ColumnA snake by any other name … is a penis.

In an appropriations committee hearing on the Connecticut Science Center on Feb. 20, a 17-year-old high school senior spoke about how the center helped her overcome her fear of snakes. She said, “I never liked snakes, but I started loving them, they’re my best friends.” She added that she wants to work with kids in the future, and said she’s usually a shy person.

Ernest Hewett, a Democratic State representative, replied, “If you’re bashful, I got a snake sitting under my desk here.” The committee laughed.

Here’s a young woman, interested in science, getting a chance to speak in front of an elected official.

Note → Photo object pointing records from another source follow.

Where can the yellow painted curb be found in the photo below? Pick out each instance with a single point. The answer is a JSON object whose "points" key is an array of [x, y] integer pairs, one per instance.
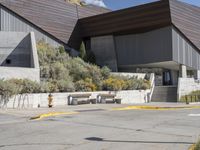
{"points": [[52, 114], [155, 108], [192, 147]]}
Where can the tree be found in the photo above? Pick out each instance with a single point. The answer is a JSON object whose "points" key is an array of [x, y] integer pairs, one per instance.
{"points": [[82, 51]]}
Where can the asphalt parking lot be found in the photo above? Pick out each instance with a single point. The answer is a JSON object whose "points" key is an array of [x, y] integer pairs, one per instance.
{"points": [[100, 127]]}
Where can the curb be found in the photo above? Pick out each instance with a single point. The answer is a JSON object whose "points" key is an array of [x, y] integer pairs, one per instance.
{"points": [[52, 114], [155, 108], [192, 147]]}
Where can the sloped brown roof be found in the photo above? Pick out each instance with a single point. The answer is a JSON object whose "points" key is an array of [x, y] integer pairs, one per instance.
{"points": [[56, 17], [185, 17]]}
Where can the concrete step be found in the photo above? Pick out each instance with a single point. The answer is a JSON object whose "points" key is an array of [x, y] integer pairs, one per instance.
{"points": [[164, 94]]}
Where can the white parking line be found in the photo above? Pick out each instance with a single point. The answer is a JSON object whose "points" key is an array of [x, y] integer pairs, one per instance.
{"points": [[194, 115]]}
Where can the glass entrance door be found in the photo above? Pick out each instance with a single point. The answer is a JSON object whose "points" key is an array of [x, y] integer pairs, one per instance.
{"points": [[167, 79]]}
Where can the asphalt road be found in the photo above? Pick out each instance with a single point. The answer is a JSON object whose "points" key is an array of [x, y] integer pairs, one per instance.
{"points": [[99, 129]]}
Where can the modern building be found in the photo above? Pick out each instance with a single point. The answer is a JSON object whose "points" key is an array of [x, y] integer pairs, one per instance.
{"points": [[161, 37]]}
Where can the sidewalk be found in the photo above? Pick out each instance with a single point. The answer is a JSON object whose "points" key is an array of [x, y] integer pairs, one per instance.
{"points": [[79, 108]]}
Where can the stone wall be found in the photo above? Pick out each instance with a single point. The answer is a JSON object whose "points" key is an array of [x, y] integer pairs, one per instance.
{"points": [[60, 99], [186, 86]]}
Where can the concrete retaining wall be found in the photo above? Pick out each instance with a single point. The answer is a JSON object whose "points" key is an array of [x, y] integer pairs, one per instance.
{"points": [[60, 99], [186, 86]]}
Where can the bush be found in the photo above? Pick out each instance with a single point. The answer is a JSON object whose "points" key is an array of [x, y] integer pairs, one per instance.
{"points": [[191, 97], [63, 73], [113, 84], [7, 89]]}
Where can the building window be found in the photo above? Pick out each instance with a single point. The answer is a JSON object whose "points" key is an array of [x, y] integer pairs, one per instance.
{"points": [[8, 61]]}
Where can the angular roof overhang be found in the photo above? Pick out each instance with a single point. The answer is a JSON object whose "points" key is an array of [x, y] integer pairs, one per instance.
{"points": [[143, 18]]}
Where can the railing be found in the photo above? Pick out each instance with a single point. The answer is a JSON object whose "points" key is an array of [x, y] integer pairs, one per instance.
{"points": [[191, 98], [152, 79]]}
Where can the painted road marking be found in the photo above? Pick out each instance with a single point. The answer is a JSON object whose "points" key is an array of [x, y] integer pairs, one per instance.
{"points": [[194, 115], [52, 114], [155, 108], [192, 147]]}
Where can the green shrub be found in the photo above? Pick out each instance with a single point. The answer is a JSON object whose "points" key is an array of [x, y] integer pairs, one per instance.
{"points": [[197, 146], [7, 89], [191, 97], [62, 73], [85, 85], [65, 86], [113, 84]]}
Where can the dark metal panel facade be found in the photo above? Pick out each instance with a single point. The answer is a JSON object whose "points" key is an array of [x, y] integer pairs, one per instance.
{"points": [[150, 47], [183, 51]]}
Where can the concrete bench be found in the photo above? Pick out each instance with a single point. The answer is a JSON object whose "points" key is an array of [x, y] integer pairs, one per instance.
{"points": [[77, 99], [108, 98]]}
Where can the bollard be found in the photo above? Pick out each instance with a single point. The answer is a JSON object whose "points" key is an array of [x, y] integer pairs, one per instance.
{"points": [[50, 100]]}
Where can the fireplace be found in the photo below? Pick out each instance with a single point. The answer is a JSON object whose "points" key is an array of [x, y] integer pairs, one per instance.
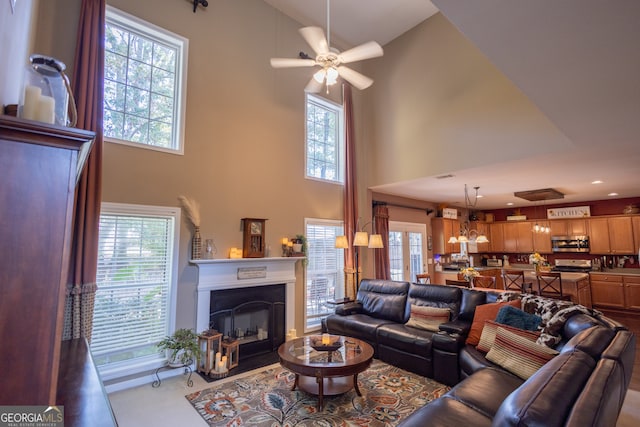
{"points": [[254, 316], [264, 291]]}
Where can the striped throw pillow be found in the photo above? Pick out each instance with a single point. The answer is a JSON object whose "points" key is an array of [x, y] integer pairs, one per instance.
{"points": [[489, 334], [517, 354], [428, 318]]}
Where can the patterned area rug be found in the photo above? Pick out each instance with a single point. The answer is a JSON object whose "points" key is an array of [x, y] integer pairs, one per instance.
{"points": [[389, 395]]}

And maybe she came across confident, not shy. But his riff on her comment sexualized her, a minor, which seems to be popular this season. Hewett claims the comment came out wrong (I’d say). “What I meant to say was, ‘If you are shy, then I have an acre of land in the Everglades.'”

Or a bridge to nowhere?

Hewett has apologized, and the girl has reportedly accepted. He has been stripped of his position as deputy speaker, but he’s still currently in office. Never fear, he’s staying away from the girls.

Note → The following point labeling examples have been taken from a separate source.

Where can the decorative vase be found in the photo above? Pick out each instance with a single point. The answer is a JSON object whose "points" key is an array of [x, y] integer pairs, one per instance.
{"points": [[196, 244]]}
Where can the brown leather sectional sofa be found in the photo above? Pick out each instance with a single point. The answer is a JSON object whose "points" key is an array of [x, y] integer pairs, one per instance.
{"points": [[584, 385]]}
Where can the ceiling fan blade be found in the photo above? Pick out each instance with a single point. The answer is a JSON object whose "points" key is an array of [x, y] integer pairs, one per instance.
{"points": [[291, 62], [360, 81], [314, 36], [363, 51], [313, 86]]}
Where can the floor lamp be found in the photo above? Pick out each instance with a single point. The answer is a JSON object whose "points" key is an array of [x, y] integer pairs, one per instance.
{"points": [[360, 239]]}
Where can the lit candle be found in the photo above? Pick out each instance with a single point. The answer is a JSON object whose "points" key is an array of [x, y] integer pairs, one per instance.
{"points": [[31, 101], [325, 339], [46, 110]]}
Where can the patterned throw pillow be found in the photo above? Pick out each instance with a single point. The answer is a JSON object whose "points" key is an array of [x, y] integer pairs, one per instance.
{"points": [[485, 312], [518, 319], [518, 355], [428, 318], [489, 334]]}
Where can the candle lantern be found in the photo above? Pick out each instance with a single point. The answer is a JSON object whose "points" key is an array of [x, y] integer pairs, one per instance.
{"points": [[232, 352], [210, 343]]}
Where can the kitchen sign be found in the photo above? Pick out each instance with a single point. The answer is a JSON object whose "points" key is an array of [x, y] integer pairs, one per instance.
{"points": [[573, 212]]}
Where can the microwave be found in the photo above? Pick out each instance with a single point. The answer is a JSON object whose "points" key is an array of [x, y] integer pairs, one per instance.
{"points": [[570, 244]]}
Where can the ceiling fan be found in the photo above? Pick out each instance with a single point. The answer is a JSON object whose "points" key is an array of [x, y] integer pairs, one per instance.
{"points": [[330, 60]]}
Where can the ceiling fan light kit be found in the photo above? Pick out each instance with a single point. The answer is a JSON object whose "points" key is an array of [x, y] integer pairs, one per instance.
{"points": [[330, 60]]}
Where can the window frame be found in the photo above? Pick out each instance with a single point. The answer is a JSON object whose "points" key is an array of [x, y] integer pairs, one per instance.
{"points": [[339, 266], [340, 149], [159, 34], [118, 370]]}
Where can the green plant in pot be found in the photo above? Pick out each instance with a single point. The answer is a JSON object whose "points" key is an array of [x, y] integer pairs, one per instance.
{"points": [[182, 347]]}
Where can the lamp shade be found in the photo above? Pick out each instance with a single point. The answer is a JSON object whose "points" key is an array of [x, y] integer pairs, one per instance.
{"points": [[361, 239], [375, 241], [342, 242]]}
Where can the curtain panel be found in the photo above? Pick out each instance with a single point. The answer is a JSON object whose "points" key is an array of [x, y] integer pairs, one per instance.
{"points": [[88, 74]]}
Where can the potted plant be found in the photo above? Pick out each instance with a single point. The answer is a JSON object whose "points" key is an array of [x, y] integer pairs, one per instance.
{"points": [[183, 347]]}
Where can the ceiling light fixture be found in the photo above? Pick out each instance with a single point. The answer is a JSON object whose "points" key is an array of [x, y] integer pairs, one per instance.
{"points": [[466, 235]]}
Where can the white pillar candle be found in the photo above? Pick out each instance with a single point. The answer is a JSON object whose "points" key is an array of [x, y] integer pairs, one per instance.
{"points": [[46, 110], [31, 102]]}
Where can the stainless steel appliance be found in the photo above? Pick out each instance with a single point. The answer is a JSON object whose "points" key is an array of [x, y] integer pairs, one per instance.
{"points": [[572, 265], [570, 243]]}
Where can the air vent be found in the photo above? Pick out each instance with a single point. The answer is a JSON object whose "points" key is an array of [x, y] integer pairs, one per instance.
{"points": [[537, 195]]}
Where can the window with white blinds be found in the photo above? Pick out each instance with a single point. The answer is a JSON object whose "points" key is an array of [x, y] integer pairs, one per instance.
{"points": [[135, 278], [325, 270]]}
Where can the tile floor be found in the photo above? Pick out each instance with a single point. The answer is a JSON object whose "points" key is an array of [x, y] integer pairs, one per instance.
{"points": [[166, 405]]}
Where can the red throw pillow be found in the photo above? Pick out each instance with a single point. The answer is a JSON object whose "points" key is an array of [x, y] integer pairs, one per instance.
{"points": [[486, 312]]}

In an effort to defend himself, which served to do the opposite, he told the Hartford Courant: “I purposely will not have female interns. My intern now is a male. I want to keep it like that. I’ve had female interns in the past that sit in my office all day. I thought it was totally weird and I didn’t want another. As a matter of fact, I went four, maybe six years without having an intern at all because of stuff like that. I have a male intern, the last two I’ve had were male.”

This begs the question: Stuff like what? In what ways did he harass and degrade the female interns unlucky enough to enter his chambers? Internships are essential in this economy and to lockout half of the population—and sometimes the best person for the job—because you’re worried that you can’t keep your snake in its basket, is illegal.

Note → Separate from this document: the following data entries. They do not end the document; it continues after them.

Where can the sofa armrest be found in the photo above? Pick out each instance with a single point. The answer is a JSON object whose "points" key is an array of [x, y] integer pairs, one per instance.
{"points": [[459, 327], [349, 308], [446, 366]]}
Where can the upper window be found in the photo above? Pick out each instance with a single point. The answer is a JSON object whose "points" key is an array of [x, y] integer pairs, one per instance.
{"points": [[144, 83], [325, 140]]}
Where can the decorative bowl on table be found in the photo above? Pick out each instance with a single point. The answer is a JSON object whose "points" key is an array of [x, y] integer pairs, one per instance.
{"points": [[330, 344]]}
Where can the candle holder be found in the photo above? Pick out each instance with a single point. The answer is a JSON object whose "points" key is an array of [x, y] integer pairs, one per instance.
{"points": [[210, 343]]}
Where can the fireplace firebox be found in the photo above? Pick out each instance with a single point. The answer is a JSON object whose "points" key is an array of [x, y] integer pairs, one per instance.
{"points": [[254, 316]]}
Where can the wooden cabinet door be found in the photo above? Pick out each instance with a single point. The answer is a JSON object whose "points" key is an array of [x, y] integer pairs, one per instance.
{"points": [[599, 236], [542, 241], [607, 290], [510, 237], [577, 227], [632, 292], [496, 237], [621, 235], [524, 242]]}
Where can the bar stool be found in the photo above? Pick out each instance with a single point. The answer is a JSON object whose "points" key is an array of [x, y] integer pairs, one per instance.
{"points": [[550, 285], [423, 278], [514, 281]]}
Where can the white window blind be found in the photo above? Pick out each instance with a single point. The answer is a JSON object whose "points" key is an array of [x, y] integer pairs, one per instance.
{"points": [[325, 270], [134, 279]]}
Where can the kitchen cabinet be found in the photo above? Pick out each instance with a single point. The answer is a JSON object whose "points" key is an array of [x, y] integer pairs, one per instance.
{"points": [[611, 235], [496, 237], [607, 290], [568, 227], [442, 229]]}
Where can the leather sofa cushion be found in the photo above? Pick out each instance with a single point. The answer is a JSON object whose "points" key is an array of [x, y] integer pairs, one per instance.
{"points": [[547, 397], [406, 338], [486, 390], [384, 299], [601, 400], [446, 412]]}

We’re celebrating that there are 20 whole women in Congress this year—which is, sadly, a huge deal given that of the nearly 2,000 senators in the history of Congress, only 44 have been female. Our joy says a lot about how hard it still is for women to excel in politics. We keep thinking it’s getting better, and then this kind of thing happens. For many, an internship is the entry point. If women are shut out of that experience or forced to endure sexual harassment to keep the job, the road to a political career just gets harder. And then we have fewer female leaders.

Illinois, and the country, lost a pioneer this week. Democrat Dawn Clark Netsch spent more than 60 years in Illinois politics. She was well-known, and respected, for speaking her mind. An advocate for women’s and gay rights, and a champion for racial equality, she was recently honored in Chicago at Planned Parenthood’s celebration of the 60th anniversary of Roe v. Wade. Throughout her career she served as an adviser to Illinois Gov. Otto Kerner Jr., helped rewrite the Illinois Constitution in 1970 and was elected state comptroller in 1990.

But it’s her early career that connects back to what happened last month in Connecticut. Netsch graduated first in her class from Northwestern University Law School in 1952, yet she could not get a job because she was a woman. She had the gumption not to let that hold her back. She went on to work on Adlai Stevenson’s 1952 presidential campaign, and then joined a Washington, D.C. law firm.

I can only hope that, like Netsch and the many other women who have faced adversity in their political careers, women who are being discriminated against will speak out and say: I will not stand for this. The more the grass is cut, the easier it is to find the snakes.